The newspaper quoted the description from the designer's Web site that the dress was "elegantly cut to gently skim the figure."
Although the money to buy the white dress probably came from Melissa's pay since she is a banker, the price tag was equated by News.com.au to the new GP visit fee of $7 107 times or the $5 charge on the filling up of 150 prescriptions.
Minutes after the News.com.au article came out, reactions of Australians either to the article or the expensive dress came out.
Michael Byrnes believes the daily should have focused its criticism on changes to education and health funding instead of Melissa's dress. Jo Macarthur agreed, commenting, "I fins this is disgusting of $newscomauHQ to go after Joe Hockey's wife for what she wore last night."
However, Dave Donovan sees it otherwise when he tweeted, "WHAT WE KNOW: Joe Hockey, fmr lawyer/banker, Cuban cigar smoker, rich banker wife, enjoys dancing over impoverishment of needy Australians."

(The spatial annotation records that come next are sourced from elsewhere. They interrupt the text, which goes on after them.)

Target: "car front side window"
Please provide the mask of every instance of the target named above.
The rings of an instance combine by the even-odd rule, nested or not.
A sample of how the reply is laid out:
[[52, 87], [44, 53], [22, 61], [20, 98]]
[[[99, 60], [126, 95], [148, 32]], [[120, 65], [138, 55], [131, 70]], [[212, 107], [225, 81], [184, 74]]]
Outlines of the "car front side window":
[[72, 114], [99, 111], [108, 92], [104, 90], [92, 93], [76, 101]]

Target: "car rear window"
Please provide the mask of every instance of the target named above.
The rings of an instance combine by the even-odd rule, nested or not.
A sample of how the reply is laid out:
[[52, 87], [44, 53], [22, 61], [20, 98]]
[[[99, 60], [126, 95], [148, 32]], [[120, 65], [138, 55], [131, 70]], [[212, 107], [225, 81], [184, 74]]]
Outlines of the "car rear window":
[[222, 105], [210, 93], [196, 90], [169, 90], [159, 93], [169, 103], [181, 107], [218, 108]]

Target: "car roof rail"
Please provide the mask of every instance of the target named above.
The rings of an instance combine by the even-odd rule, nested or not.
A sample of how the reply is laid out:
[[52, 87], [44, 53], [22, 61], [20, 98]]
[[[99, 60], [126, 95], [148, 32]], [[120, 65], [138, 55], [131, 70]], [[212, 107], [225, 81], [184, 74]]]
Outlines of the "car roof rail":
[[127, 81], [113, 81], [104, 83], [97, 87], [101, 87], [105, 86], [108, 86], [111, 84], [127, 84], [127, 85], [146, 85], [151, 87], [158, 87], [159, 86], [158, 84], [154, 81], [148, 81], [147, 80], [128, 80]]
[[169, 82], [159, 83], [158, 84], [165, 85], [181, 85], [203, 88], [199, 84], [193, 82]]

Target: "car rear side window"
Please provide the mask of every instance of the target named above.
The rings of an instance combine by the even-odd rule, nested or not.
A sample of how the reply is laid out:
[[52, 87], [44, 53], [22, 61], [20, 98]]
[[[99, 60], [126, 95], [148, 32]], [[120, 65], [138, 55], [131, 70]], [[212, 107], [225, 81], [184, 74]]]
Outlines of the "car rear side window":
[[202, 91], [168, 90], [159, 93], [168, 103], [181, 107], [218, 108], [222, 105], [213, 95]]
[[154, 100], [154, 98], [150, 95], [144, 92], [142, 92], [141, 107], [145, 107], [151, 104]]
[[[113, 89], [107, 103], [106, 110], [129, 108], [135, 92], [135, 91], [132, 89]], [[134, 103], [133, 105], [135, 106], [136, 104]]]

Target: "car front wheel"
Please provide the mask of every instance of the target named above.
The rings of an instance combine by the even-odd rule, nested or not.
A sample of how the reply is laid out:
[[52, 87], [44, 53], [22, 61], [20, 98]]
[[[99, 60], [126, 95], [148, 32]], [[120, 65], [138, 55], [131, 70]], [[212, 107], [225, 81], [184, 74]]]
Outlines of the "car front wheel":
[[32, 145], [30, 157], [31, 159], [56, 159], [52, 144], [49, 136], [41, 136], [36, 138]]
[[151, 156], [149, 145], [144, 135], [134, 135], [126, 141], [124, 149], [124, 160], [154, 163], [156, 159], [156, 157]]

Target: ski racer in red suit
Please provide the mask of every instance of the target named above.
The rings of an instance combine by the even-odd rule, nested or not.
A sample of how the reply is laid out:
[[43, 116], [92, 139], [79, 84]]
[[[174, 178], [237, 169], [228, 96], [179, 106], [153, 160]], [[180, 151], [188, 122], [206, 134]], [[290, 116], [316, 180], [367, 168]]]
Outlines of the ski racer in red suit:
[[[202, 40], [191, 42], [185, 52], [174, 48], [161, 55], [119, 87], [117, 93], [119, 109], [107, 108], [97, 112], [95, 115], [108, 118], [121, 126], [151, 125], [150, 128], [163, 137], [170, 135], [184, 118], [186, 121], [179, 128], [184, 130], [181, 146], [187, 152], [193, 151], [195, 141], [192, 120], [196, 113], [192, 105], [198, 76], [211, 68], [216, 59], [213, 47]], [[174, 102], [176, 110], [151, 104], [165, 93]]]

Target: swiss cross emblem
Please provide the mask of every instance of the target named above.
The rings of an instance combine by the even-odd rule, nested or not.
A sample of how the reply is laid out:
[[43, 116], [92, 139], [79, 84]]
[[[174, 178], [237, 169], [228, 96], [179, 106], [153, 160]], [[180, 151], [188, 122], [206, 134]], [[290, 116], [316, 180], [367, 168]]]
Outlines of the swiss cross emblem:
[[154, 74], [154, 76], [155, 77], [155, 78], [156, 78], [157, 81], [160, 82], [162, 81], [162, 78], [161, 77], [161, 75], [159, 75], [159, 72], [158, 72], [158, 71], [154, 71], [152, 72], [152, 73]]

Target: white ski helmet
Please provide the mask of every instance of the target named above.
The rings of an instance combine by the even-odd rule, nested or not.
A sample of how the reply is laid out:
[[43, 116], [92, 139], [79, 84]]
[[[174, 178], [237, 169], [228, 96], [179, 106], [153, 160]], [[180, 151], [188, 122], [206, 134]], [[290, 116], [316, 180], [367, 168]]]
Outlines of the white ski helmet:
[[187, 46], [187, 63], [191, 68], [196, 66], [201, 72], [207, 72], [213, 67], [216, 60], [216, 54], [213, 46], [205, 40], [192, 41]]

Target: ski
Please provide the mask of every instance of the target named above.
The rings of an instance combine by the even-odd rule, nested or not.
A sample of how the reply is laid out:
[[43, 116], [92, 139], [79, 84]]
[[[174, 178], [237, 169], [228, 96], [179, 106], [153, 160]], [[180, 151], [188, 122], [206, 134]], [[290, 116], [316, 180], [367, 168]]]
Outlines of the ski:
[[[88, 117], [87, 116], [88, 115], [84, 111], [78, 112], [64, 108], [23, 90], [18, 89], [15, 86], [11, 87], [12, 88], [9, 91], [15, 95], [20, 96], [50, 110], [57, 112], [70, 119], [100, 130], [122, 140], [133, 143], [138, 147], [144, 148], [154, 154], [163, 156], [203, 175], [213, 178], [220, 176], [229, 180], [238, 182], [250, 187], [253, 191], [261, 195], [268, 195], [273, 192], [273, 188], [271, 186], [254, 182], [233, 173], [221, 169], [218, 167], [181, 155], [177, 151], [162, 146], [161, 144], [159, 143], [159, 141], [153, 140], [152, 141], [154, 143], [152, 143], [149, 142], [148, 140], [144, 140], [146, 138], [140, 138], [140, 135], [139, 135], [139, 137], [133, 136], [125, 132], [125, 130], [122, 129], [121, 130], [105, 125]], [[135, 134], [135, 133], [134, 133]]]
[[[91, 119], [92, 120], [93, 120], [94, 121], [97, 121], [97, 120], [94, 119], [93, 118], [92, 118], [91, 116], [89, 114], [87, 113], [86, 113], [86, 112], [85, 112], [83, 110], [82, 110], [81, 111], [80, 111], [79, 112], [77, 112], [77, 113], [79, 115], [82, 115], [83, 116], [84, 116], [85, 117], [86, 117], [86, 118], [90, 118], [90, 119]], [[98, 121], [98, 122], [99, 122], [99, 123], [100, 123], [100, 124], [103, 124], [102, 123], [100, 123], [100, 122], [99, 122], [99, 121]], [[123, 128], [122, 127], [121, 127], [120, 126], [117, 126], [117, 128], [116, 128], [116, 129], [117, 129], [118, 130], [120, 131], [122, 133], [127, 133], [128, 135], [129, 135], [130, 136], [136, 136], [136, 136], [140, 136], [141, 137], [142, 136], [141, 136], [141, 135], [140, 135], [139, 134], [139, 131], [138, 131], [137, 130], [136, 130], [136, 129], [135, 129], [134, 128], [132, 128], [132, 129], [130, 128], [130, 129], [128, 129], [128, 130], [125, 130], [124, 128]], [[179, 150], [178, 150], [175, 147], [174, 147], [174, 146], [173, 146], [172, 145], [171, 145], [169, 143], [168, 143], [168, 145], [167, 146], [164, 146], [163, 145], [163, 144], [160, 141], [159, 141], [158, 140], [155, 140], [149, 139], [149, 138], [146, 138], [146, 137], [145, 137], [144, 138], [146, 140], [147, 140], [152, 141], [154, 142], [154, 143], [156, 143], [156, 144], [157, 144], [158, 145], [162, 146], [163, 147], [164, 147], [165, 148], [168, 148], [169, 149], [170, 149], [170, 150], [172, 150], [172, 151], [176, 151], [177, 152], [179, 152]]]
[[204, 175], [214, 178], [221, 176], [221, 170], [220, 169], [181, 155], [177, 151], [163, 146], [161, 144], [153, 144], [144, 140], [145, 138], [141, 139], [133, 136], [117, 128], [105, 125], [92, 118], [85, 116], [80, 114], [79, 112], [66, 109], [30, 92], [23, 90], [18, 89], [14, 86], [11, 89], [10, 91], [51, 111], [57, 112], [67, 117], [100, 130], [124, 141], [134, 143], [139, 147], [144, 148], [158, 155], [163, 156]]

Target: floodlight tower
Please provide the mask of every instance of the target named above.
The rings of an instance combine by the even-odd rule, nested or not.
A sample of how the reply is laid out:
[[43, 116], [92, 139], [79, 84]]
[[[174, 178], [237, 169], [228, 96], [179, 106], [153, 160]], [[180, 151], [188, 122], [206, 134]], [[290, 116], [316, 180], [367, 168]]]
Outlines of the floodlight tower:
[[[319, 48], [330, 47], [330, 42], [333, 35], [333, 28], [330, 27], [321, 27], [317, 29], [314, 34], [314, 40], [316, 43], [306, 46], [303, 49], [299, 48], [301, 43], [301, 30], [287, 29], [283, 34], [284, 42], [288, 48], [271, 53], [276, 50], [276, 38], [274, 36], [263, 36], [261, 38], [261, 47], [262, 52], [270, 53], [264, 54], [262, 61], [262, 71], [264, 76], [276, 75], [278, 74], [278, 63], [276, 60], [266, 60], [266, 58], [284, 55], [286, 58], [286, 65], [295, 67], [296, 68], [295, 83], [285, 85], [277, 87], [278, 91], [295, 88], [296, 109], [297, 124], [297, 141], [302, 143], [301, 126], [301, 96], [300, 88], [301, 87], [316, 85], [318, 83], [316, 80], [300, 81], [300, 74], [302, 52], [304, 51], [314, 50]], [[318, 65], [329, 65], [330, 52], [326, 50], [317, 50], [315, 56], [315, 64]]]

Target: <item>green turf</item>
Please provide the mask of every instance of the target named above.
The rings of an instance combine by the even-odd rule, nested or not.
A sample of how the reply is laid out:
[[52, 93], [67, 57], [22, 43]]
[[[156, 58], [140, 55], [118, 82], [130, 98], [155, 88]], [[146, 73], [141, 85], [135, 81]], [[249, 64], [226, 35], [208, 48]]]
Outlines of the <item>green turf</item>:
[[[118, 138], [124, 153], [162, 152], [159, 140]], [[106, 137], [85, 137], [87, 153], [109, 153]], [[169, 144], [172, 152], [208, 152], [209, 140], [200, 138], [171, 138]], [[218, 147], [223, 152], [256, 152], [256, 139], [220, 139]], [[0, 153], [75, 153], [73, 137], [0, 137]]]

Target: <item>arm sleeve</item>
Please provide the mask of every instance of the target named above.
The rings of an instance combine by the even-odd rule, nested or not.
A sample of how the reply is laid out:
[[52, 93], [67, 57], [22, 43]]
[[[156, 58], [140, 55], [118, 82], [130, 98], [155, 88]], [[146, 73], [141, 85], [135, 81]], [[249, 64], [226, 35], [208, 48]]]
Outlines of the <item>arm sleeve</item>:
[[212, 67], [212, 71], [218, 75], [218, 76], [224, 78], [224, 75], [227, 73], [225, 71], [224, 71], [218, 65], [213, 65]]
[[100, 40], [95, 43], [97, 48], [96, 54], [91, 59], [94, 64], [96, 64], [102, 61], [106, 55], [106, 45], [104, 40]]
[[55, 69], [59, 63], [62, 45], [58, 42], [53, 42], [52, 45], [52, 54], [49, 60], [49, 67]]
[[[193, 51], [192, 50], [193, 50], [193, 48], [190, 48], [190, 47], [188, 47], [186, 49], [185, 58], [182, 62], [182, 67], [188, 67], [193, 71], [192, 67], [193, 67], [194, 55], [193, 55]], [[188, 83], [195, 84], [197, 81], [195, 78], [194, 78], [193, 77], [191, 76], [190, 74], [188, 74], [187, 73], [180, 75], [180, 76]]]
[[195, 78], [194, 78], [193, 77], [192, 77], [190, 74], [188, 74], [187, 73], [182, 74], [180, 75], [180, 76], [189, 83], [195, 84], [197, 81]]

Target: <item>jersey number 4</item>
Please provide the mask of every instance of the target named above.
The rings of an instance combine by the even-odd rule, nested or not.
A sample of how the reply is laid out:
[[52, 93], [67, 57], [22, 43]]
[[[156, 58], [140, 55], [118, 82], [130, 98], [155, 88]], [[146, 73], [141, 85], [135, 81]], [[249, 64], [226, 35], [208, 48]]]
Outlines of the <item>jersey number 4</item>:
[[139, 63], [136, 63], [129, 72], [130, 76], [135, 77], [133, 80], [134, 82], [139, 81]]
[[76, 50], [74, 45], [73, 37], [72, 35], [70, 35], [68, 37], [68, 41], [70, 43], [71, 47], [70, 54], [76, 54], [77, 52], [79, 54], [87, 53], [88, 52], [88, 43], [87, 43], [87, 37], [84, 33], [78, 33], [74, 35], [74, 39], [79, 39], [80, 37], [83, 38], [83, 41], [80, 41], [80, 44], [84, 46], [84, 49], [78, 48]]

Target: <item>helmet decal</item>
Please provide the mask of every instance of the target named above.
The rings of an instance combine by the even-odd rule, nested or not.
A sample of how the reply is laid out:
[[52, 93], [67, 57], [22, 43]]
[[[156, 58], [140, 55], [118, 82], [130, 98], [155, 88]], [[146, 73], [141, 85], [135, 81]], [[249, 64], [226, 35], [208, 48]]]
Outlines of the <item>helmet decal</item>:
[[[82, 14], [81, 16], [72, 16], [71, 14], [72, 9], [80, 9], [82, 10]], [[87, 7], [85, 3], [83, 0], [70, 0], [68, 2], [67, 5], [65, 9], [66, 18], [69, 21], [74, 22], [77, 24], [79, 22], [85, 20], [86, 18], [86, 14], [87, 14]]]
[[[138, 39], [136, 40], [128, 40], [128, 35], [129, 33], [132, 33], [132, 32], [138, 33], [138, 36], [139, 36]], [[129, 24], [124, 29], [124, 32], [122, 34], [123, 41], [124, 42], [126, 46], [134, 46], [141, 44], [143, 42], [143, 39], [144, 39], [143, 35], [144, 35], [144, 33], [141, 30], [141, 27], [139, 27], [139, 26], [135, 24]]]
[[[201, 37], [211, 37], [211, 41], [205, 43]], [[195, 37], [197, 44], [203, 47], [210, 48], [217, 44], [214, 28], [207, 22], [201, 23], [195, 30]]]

David Claridad found the article humorous because it "almost sounded like Joe Hockey cheated on his wife!!"
April Pressler linked the treasurer's wife's financial capability to buy an expensive dress during hard times to her being given a $45,000-a-year board appointment by the Newman government.
Pressler was probably referring to a Courier Mail article in August 2013 which reported that Hockey breached parliamentary rules when he declared only in May 2013 that his wife was made director of Steel Harbour under spouse declaration rules, but business records indicate she has been appointed director since 1998, while pecuniary interest register declarations must be made within a month.
Hockey then claimed he was not aware of his wife's business interests for the past 14 years and blamed the publicity given to the appointment to a smear campaign by the Labor party.